Les critères d’éligibilité retenus par le Gouvernement paraissent moins stricts que ceux qui pourront être retenus pour l’application de la force majeure à l’article 1218 du Code civil.
En effet, la force majeure exige que le débiteur soit dans l’impossibilité totale d’honorer son engagement, tandis que dans le cadre de l’ordonnance du 25 mars 2020, il suffirait de prouver que l’activité commerciale est « particulièrement touchée » par les conséquences de l’épidémie ou du confinement.
Le locataire commercial n’aurait donc pas à démontrer que le paiement des loyers est rendu impossible par la survenance de l’épidémie de coronavirus mais simplement que son obligation est seulement plus difficile.
2) Quels sont les effets de l’ordonnance du 25 mars 2020 sur les loyers commerciaux ?
L’ordonnance n’autorise pas le locataire à ne pas payer son loyer commercial, même à titre provisoire.
L’ordonnance du 25 mars 2020 interdit simplement au bailleur de réclamer au locataire des intérêts de retard ou d’engager une procédure en résiliation de bail et d’expulsion.

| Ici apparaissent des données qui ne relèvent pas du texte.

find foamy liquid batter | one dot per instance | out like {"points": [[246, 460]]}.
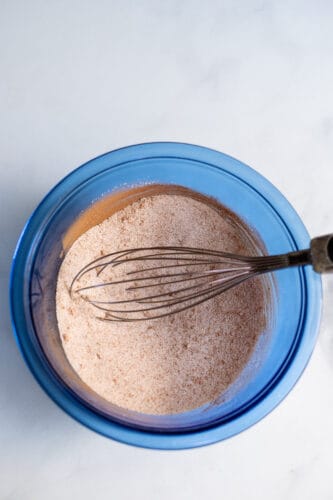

Ainsi, le bailleur, qui n’est pas réglé de son loyer pendant cette période, ne pourra pas invoquer le bénéfice de la clause résolutoire insérée au bail dans un commandement de payer.
L’obligation de régler le loyer demeure, mais les effets de la non-exécution de cette obligation sont suspendus.
Plutôt qu’une suspension réelle des loyers, l’ordonnance prévoit la neutralisation des effets du non-paiement des loyers et charges.
L’exécution de l’obligation est seulement suspendue jusqu’à « l’expiration d’un délai de deux mois après la date de cessation de l’état d’urgence sanitaire. »
Ainsi, le locataire devra payer ses arriérés de loyer à la fin de l’épidémie.
3) A partir de quand cette mesure s’applique-t-elle ?
Ce texte s’applique aux loyers et charges locatives dont l’échéance de paiement intervient entre le 12 mars 2020 et l’expiration d’un délai de 2 mois après la date de cessation de l’état d’urgence sanitaire déclaré par la loi du 23 mars 2020.
Ne sont donc pas concernés les loyers échus impayés avant le 12 mars 2020.
Concrètement, les effets du non-paiement des loyers sont suspendus à compter du 2ème trimestre 2020 (que le loyer soit à terme échu ou à échoir) jusqu’à « l’expiration d’un délai de deux mois après la date de cessation de l’état d’urgence sanitaire. »
En conclusion, les locataires ne bénéficient pas d’une exonération de leur loyer pendant l’épidémie de CORONAVIRUS.
Il est donc vivement conseillé aux locataires de se rapprocher de leurs propriétaires bailleurs afin de convenir avec eux d’un échelonnement de leur dette locative à la fin de l’état d’urgence sanitaire.